İki ülkenin müşterek bir kaderi paylaştığını, kültür, tarih, coğrafya ve inancın bugüne kadar hep bir olduğunu anlatan Arınç, 2 ay kadar önce de Ürdün Kralı'nın Türkiye'yi ziyaret ettiğini anımsattı.
Arınç, Türkiye ile Ürdün arasındaki ticaret hacminin çok geliştiğini ve 800 milyon doları bulduğuna dikkati çekerek, bunu daha da artırmayı amaçladıklarını ifade etti.
Ürdün'de 600 binden fazla, Türkiye'de ise 200 bini kamplarda olmak üzere yaklaşık 350 bin Suriyeli'nin bulunduğunu kaydeden Arınç, Suriye'deki olaylar nedeniyle Ürdün ile aynı üzüntüyü paylaştıklarını söyledi.

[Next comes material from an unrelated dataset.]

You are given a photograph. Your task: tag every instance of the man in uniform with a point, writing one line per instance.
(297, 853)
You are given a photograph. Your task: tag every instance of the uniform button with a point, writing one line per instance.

Arınç, bunun siyasi ve ekonomik sonuçlarını, özellikle Ortadoğu'daki barışı bozan gelişmeleri görüştüklerini belirterek, "Mesajlarımız ve yapmak istediklerimiz ortaktır. Ürdün'de 10 gün kadar önce yeni bir hükümet iş başına geldi. Ürdün'de istikrarın ve güvenliğin devam etmesi, Türkiye açısından da çok önemli. Üst düzey ziyaretler fevkalade güzel gidiyor" dedi.